# Thinking of Drving for Uber in Dallas?



## hhbb44 (Feb 25, 2016)

I am currently investigating driving for Uber in Dallas/Fort Worth. Possibly, both the delivery and regular people driver. I currently make $12.50/hour at my current full time(40 hours/week) job but want something more flexible because I want to attend college full time. Is it possible to make at least $400/week take home driving for Uber? Please give me your honest advice on real earning potential. What is the best days/hours to drive, etc. Thank you!


----------



## UberTaxPro (Oct 3, 2014)

hhbb44 said:


> I am currently investigating driving for Uber in Dallas/Fort Worth. Possibly, both the delivery and regular people driver. I currently make $12.50/hour at my current full time(40 hours/week) job but want something more flexible because I want to attend college full time. Is it possible to make at least $400/week take home driving for Uber? Please give me your honest advice on real earning potential. What is the best days/hours to drive, etc. Thank you!

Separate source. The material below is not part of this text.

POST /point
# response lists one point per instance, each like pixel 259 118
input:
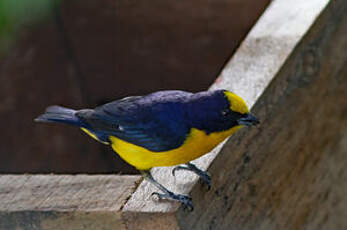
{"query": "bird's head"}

Your're better off staying at your job if possible. Maybe do uber part time if you must. Keep your job and try it before jumping in full time. It's not easy money as uber would have you believe. Do some more reading on here and you'll quickly see the down side of uber driving. There is no security with uber. You can be kicked out for a number of different reasons that you have no control over. Ratings, price drops by uber, car accidents etc.. can kill you and leave you without any income if your doing this full time. No benefits and no unemployment available as driving for uber is in reality running your own business. Be prepared for being self employed.


----------



## Bill Collector (Dec 17, 2015)

I'm in similar situation... January's pay was around $7.48/hr and currently the average is at $10.50/hr..... And for that I had to literally work my but off. Plus you'll add some serious miles on your car.


----------



## secretadmirer (Jul 19, 2015)

Definitely keep your job as ubertaxpro mentioned. My suggestion if you want to driver uberx, run the direction! RUn FAst Run far. Dallas is under $1/mle. If you do elect to drive, I would suggest only doing surges.


----------



## Older Chauffeur (Oct 16, 2014)

Nobody addressed your desire to go to college full time. That would be difficult to do even with Uber. I would join with those suggesting that you stay with your paid job, and settle for a lighter college class load, maybe taking online classes. Good luck.


----------